La corrente di pensiero delle “vere vittime” riunisce difatti quei vasti settori popolari che traggono sollievo da un governo italiano per la prima volta dedito a nominare i colpevoli, non come singoli individui, ma come categorie da eliminare. Il povero “Abba” Guibre, con la sua cittadinanza tricolore, incarna una variabile non prevista dal senso comune dominante. Ma ugualmente il vittimismo deprecherà l’attenzione eccessiva concessa a un episodio che, senza quelle grida razziste, chissà, forse sarebbe rimasto in cronaca locale.
Ora ha poco senso disquisire se l’esasperazione dei baristi che hanno subito il furto si sarebbe scaricata tale e quale, a colpi di spranga, pure su ladruncoli d’aspetto diverso. Mi auguro invece che i responsabili politici riconoscano in quella esasperazione –troppo spesso cavalcata e legittimata- motivo di riflessione e allarme. Ogni giorno veniamo a conoscenza di episodi di violenza spicciola che si verificano nei cantieri del lavoro irregolare, sulle strade dell’accattonaggio e della piccola delinquenza, perfino nel fastidio per la religiosità altrui. Queste tensioni sempre più frequenti, come già accaduto in altri paesi, potrebbero degenerare in conflitti metropolitani a sfondo etnico. L’Italia sta raggiungendo, del tutto impreparata, il livello di guardia. Se è vero infatti che la giustificazione della furia popolare può offrire nell’immediato vantaggi politici, ne conseguiranno inevitabilmente lacerazioni del tessuto sociale, problemi di ordine pubblico, degrado civile.
Nessuno strumentalizzi il linciaggio della Stazione Centrale, dunque. Ma, per favore, gli imprenditori politici dell’allarme-stranieri valutino il rischio di trasformarsi in apprendisti stregoni.
Solo ieri il vicesindaco di Milano, Riccardo De Corato, se la cavava con una generica invettiva (“è una vergogna”) di fronte al fermo in via dei Missaglia di un marocchino già 34 volte arrestato e due volte rimpatriato.
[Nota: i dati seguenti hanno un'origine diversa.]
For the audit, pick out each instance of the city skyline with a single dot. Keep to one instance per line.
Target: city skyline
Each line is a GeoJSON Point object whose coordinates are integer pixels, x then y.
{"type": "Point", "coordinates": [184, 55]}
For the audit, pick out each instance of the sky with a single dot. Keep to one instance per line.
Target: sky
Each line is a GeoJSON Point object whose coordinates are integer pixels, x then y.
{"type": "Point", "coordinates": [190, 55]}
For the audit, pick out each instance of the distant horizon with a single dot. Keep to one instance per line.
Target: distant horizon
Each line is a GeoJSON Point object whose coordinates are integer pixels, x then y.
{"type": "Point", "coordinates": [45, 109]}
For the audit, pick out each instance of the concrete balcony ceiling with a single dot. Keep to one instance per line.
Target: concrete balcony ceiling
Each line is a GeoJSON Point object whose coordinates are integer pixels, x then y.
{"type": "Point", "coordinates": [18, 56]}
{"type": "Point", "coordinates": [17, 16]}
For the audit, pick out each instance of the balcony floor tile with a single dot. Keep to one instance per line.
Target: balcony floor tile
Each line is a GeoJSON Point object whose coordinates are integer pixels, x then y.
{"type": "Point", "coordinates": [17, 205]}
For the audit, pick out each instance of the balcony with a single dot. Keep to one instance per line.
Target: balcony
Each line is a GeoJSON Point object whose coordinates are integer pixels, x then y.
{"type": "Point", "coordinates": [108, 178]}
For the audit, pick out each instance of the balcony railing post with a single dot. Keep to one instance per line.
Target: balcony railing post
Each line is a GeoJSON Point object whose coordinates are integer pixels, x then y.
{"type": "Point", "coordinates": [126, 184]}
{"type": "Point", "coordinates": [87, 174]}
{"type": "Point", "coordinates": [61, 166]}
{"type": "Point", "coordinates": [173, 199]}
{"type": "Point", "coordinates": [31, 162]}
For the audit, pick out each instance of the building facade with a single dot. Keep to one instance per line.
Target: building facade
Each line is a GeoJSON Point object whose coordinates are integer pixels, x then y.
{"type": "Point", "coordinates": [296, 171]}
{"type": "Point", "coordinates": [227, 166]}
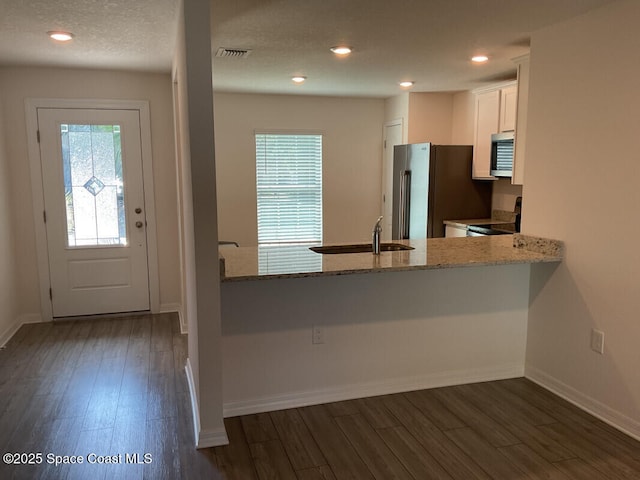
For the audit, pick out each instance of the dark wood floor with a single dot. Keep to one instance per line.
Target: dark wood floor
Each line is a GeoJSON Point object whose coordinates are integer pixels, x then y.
{"type": "Point", "coordinates": [111, 387]}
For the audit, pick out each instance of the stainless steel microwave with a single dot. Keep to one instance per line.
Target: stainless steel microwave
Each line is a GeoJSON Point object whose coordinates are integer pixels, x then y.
{"type": "Point", "coordinates": [502, 154]}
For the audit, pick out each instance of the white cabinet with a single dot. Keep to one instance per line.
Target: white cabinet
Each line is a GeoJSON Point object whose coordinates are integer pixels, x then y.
{"type": "Point", "coordinates": [521, 119]}
{"type": "Point", "coordinates": [495, 112]}
{"type": "Point", "coordinates": [508, 107]}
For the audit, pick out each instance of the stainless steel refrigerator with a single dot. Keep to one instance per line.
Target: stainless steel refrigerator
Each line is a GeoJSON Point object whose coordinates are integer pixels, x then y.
{"type": "Point", "coordinates": [432, 183]}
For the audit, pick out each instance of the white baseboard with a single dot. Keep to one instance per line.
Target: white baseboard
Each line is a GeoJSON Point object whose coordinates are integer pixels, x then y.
{"type": "Point", "coordinates": [11, 330]}
{"type": "Point", "coordinates": [372, 389]}
{"type": "Point", "coordinates": [175, 307]}
{"type": "Point", "coordinates": [590, 405]}
{"type": "Point", "coordinates": [207, 438]}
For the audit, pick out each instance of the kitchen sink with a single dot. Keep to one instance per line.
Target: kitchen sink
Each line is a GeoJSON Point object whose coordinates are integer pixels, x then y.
{"type": "Point", "coordinates": [360, 248]}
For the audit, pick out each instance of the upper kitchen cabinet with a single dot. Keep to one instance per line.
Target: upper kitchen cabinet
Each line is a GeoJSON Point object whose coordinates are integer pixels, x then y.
{"type": "Point", "coordinates": [508, 108]}
{"type": "Point", "coordinates": [521, 119]}
{"type": "Point", "coordinates": [495, 112]}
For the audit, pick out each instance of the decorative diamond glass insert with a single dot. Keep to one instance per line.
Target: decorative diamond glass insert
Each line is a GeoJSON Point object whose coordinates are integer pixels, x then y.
{"type": "Point", "coordinates": [94, 185]}
{"type": "Point", "coordinates": [95, 207]}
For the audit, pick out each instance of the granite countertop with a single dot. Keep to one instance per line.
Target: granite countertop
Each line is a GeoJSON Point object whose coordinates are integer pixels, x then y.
{"type": "Point", "coordinates": [262, 263]}
{"type": "Point", "coordinates": [497, 216]}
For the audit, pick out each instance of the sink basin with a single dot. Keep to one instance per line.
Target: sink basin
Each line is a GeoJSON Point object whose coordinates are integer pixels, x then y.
{"type": "Point", "coordinates": [360, 248]}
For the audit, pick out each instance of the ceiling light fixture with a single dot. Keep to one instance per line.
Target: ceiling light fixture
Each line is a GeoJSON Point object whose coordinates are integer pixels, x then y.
{"type": "Point", "coordinates": [479, 58]}
{"type": "Point", "coordinates": [61, 36]}
{"type": "Point", "coordinates": [341, 50]}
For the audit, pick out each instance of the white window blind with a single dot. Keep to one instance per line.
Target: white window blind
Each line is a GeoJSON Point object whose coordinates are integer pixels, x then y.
{"type": "Point", "coordinates": [289, 188]}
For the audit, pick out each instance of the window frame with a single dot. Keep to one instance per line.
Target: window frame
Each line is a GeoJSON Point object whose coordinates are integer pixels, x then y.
{"type": "Point", "coordinates": [309, 229]}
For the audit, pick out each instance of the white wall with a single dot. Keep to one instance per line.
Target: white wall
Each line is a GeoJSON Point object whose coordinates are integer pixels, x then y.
{"type": "Point", "coordinates": [200, 279]}
{"type": "Point", "coordinates": [384, 333]}
{"type": "Point", "coordinates": [463, 118]}
{"type": "Point", "coordinates": [16, 84]}
{"type": "Point", "coordinates": [397, 107]}
{"type": "Point", "coordinates": [8, 309]}
{"type": "Point", "coordinates": [581, 186]}
{"type": "Point", "coordinates": [352, 159]}
{"type": "Point", "coordinates": [430, 118]}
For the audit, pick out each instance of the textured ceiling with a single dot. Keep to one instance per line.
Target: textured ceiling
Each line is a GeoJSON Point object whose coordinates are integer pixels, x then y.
{"type": "Point", "coordinates": [427, 41]}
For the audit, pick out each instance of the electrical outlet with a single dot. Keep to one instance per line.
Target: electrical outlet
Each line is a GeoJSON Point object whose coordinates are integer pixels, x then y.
{"type": "Point", "coordinates": [597, 341]}
{"type": "Point", "coordinates": [317, 334]}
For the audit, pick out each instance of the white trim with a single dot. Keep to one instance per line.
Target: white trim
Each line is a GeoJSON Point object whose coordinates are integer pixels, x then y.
{"type": "Point", "coordinates": [206, 439]}
{"type": "Point", "coordinates": [15, 326]}
{"type": "Point", "coordinates": [177, 308]}
{"type": "Point", "coordinates": [616, 419]}
{"type": "Point", "coordinates": [336, 394]}
{"type": "Point", "coordinates": [494, 86]}
{"type": "Point", "coordinates": [31, 114]}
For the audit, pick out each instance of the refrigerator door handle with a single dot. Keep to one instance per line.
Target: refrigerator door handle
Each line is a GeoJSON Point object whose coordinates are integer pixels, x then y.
{"type": "Point", "coordinates": [405, 202]}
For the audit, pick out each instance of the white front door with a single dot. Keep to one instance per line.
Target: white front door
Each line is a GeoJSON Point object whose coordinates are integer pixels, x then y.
{"type": "Point", "coordinates": [94, 210]}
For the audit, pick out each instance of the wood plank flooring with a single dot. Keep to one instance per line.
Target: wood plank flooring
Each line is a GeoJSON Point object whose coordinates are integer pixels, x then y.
{"type": "Point", "coordinates": [117, 386]}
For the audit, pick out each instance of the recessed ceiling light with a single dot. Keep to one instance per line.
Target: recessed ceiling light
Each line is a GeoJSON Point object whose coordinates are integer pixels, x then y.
{"type": "Point", "coordinates": [341, 50]}
{"type": "Point", "coordinates": [479, 58]}
{"type": "Point", "coordinates": [61, 36]}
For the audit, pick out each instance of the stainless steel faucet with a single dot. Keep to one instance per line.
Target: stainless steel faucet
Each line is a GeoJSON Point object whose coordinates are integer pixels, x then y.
{"type": "Point", "coordinates": [377, 231]}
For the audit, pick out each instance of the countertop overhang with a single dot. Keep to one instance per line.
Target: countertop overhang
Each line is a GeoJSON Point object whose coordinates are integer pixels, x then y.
{"type": "Point", "coordinates": [297, 261]}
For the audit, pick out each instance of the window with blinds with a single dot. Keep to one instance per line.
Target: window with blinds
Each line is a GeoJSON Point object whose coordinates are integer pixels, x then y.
{"type": "Point", "coordinates": [289, 188]}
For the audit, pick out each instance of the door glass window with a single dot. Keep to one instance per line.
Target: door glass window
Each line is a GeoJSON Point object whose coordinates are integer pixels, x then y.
{"type": "Point", "coordinates": [93, 184]}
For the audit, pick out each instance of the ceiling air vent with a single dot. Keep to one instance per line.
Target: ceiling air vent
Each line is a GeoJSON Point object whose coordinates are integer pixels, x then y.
{"type": "Point", "coordinates": [232, 52]}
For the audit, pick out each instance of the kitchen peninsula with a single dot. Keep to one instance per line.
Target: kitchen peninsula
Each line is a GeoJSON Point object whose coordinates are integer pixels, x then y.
{"type": "Point", "coordinates": [300, 328]}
Mica è facile impedire il ritorno degli indesiderati… Eppure De Corato non smette di annunciare l’espulsione degli abitanti di altri dieci campi rom della periferia, come se gli ottanta sgomberi già effettuati avessero alleviato il senso d’insicurezza dei cittadini. Con chi se la prenderà quando sarà evidente l’inefficacia delle sue minacce? Con i magistrati, con le forze di polizia, con l’esercito?
Così sta accadendo un po’ dappertutto: vengono suscitate aspettative che, una volta deluse, incrementano un surplus di rancore o, peggio, degenerano in giustificazionismo della vendetta “fai da te”.
Mi auguro che il nostro concittadino “Abba” Guibre, nuovo italiano come ce ne sono tanti, sia pure ladro di biscotti, sprangato a morte in una notte di fine estate, venga onorato nelle sue esequie dalla presenza del sindaco di tutti i milanesi, Letizia Moratti, che riempirebbe così di significato le sue nette parole di condanna. Perché sia chiaro che la Milano dell’Expo 2015 diventerà metropoli europea solo facendo sentire a casa loro, non ospiti provvisori e indesiderati, pure i suoi abitanti più recenti di nome Abdul.